He did say the NHL wasn't looking to follow the NBA and allow advertising on jerseys. Several NBA teams, including the Boston Celtics, announced recently they would begin wearing small advertising patches on their uniforms.
"It would take an unusual circumstance" to change his mind, Bettman said, referring to money.
As expected, Bettman didn't have a great deal to say about anything of substance, especially the Olympics and concussions, during a news conference at Staples Center, a day before the All-Star Game would be hosted by the Kings for the third time in their history.
Bettman's unwillingness to speak about the NHL's participation in the Olympics with the Games a little more than year away underscored the uncertainty of the situation. The NHL has sent its players to the Olympics since the 1998 Games in Nagano, Japan.
"We're not the ones setting deadlines," he said when asked when a decision might be made.
Bettman said the NHL's Board of Governors spent "about 10 seconds" talking about the Olympics during their meeting Saturday because there was nothing new to report. Money is the issue, most likely the only one holding up the decision whether to play or not to play.
Last month, Bettman offered to allow the players to go to Pyeongchang if they would agree to a three-season extension of the collective bargaining agreement. The players' union turned it down, largely because they aren't entirely happy with the bargain struck after the 2012-13 lockout.
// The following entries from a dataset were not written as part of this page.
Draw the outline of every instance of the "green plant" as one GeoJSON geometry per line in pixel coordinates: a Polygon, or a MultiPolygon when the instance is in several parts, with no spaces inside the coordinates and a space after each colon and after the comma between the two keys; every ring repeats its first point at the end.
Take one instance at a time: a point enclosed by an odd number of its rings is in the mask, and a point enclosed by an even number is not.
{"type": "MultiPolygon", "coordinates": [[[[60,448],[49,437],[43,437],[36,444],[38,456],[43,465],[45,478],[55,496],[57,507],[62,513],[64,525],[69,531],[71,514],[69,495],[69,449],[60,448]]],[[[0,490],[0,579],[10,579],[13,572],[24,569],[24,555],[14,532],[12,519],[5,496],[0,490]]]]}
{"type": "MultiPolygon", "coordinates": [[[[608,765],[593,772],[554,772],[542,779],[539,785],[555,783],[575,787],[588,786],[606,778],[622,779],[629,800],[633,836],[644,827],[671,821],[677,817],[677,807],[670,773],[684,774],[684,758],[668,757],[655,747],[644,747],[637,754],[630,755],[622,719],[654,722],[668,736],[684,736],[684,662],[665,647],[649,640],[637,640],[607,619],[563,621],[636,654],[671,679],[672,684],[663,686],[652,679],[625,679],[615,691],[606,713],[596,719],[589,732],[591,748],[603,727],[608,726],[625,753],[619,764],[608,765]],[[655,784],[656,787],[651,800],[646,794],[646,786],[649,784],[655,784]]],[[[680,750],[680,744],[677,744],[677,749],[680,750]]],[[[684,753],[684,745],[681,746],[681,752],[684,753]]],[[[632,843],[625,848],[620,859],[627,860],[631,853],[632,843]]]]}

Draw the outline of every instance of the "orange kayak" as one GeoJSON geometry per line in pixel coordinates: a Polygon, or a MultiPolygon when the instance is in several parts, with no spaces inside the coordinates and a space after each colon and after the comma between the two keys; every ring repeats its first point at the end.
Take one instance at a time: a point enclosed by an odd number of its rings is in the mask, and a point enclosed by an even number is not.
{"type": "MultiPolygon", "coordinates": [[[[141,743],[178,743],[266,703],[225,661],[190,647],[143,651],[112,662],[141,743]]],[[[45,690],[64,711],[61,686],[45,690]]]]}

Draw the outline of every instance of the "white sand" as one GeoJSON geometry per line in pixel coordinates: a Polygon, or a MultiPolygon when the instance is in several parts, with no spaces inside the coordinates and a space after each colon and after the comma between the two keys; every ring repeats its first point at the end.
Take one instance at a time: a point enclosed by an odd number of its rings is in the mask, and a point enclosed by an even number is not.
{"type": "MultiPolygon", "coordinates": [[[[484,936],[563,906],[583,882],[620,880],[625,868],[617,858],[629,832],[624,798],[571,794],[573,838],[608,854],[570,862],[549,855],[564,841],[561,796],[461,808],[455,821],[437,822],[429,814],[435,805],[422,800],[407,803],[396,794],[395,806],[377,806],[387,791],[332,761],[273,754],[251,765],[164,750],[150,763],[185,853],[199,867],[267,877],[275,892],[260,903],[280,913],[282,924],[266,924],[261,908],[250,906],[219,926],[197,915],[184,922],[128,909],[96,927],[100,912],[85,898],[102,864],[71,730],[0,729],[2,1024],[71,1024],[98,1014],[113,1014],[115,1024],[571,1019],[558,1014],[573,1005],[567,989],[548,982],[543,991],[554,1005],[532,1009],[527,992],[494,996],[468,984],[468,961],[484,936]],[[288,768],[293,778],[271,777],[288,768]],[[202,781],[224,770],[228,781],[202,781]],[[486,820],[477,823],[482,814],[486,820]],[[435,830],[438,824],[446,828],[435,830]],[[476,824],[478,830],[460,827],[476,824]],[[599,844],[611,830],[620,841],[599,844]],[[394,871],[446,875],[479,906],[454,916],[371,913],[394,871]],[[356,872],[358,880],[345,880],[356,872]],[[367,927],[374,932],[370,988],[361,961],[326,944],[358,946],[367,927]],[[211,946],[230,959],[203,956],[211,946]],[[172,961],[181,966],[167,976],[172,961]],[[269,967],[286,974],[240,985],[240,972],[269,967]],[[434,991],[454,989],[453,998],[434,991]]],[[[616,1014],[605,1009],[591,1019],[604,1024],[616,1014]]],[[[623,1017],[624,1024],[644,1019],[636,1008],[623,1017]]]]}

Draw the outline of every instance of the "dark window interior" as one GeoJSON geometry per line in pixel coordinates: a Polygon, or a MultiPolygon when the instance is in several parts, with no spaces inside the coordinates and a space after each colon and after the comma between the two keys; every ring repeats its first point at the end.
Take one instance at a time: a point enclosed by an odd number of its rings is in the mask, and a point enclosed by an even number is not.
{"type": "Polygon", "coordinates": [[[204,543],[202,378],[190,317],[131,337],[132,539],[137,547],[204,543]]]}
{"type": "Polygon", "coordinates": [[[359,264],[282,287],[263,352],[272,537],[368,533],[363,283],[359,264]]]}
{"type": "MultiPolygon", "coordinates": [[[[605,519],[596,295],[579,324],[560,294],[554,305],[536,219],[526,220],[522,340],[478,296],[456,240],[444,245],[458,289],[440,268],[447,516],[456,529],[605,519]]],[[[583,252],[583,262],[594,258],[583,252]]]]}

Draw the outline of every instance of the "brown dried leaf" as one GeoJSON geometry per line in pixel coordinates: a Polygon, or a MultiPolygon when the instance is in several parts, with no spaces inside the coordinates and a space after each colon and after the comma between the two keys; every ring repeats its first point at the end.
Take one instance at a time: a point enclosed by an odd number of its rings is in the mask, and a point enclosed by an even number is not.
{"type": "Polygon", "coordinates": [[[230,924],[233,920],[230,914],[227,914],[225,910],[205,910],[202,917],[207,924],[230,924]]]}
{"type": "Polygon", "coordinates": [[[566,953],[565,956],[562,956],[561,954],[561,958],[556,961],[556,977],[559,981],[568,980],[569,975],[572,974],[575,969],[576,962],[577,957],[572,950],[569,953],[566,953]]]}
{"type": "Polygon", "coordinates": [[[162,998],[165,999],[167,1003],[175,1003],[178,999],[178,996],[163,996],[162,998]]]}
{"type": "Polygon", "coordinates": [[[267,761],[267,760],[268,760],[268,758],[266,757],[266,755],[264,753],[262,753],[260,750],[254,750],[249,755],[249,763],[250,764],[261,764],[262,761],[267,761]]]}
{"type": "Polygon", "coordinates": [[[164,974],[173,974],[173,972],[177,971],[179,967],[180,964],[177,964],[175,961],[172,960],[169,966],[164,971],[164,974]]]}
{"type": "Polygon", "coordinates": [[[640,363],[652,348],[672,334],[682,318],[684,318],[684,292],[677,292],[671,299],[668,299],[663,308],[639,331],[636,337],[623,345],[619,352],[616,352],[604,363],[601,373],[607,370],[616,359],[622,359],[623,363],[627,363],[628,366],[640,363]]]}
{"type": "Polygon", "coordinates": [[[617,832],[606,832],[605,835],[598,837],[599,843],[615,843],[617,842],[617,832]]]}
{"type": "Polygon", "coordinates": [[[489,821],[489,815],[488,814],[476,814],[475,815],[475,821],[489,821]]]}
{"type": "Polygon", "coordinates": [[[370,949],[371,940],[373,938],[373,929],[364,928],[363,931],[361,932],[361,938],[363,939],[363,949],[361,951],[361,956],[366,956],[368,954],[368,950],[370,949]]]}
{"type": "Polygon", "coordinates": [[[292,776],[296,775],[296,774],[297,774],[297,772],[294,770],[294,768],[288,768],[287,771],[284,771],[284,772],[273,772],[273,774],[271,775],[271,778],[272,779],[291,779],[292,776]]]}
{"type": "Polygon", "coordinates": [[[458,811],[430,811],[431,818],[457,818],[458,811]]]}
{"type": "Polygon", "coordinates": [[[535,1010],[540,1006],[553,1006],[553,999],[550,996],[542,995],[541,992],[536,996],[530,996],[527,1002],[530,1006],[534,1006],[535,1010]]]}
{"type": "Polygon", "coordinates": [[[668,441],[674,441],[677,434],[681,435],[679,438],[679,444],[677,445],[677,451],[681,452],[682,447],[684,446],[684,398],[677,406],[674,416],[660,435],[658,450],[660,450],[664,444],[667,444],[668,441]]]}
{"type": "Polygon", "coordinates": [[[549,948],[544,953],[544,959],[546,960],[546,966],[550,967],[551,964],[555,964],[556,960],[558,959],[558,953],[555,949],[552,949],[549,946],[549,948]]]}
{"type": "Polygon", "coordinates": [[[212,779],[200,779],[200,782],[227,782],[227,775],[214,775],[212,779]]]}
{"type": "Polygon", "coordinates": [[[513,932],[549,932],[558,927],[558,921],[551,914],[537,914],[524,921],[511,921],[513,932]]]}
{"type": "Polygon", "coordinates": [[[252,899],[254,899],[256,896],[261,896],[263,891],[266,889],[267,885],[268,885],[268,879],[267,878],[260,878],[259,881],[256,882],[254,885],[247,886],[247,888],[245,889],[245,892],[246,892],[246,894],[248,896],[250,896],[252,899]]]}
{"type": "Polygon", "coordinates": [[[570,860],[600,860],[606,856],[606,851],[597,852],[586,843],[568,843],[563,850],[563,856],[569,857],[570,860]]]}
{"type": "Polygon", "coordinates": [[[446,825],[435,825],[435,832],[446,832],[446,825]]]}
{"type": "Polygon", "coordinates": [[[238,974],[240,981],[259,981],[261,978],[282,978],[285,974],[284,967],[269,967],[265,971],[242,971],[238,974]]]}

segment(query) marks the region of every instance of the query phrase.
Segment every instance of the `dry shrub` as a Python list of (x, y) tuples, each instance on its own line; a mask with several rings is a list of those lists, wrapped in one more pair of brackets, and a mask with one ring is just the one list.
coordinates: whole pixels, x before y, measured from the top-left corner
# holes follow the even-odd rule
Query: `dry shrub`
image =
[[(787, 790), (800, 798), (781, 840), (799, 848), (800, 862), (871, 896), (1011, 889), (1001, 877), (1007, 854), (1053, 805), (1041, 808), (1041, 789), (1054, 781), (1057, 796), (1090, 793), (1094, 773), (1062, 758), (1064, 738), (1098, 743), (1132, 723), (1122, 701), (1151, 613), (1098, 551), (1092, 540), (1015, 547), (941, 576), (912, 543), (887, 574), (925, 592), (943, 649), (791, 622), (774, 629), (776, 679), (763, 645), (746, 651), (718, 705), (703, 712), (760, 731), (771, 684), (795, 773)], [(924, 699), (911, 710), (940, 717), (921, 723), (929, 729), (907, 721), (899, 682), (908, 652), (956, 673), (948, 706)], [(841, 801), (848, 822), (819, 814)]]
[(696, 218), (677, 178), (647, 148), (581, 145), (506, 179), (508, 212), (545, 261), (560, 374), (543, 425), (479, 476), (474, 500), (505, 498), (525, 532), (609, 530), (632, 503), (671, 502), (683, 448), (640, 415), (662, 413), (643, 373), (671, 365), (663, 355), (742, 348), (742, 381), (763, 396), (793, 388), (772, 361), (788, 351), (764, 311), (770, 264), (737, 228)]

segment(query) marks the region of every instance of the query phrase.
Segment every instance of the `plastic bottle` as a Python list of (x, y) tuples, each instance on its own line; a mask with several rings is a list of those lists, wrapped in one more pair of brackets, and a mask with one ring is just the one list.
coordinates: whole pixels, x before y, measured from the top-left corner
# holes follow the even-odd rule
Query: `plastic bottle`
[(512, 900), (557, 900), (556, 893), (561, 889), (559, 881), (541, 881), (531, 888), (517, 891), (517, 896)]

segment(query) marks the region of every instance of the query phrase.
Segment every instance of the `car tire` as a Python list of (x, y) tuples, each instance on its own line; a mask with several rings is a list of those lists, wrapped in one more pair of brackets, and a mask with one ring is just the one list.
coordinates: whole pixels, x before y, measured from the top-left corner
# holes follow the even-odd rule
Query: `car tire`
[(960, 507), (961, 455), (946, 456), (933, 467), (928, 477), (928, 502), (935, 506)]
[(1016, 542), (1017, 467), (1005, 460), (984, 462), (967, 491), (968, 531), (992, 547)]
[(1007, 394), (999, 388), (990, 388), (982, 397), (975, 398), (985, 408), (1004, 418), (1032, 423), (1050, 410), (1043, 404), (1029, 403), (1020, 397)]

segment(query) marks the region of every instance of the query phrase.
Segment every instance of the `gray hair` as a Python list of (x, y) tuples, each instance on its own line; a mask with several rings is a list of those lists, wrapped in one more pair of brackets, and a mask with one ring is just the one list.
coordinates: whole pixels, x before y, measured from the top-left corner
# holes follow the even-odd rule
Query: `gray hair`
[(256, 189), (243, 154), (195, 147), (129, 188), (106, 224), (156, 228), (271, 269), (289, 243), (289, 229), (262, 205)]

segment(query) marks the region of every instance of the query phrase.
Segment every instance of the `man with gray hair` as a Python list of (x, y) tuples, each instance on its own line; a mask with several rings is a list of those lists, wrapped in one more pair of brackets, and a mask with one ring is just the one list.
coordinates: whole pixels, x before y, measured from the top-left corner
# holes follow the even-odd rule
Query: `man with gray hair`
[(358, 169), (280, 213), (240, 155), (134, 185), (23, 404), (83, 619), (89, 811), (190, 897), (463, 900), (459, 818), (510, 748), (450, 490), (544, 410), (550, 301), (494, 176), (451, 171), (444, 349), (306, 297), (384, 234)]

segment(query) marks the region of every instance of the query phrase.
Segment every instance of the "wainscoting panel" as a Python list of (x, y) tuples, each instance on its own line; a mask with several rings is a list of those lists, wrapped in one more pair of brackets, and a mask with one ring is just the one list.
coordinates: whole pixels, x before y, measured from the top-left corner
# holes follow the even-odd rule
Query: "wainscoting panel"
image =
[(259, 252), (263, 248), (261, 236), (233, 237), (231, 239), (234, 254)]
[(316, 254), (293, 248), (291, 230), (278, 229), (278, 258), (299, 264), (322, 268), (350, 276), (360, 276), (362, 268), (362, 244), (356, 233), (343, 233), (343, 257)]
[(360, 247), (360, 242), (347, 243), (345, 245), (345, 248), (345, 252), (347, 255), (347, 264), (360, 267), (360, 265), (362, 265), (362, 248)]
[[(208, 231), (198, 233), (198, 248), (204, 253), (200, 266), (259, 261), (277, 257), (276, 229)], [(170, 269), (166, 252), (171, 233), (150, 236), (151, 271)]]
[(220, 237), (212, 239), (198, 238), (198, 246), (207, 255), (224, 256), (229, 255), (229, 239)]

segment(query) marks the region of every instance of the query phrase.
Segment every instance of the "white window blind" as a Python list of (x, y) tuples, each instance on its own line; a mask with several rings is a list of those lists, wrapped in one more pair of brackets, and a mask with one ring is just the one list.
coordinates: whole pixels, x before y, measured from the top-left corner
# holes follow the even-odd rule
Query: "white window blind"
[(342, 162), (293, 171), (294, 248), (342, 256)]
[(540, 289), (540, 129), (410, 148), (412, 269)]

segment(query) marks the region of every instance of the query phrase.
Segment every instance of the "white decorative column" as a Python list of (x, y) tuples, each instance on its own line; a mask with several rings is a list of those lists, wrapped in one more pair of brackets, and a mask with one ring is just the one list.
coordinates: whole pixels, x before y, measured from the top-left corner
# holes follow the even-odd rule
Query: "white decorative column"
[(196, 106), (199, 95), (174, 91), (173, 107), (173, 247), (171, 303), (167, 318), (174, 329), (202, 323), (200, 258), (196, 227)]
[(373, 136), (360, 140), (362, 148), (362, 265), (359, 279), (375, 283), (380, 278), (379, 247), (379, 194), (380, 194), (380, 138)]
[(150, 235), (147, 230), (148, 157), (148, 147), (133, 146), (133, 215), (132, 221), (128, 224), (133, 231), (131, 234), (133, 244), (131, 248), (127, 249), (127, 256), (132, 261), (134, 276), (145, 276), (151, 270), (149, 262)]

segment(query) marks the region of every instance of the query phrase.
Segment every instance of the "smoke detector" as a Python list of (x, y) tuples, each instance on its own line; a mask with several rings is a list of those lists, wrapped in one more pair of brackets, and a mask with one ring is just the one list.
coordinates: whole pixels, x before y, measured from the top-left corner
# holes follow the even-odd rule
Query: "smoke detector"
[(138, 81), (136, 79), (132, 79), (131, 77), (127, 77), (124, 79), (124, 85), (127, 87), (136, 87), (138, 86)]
Bettman isn't pleased the league has been asked to cover the costs of its participation in the Olympics, which the International Olympic Committee had picked up in the past but won't for 2018. The International Ice Hockey Federation as well as NBC have offered to pick up the tab, however.
In November, Bettman said he'd like the matter resolved by the end of January.
As of Saturday, there was no sign of an agreement to go or not go, however.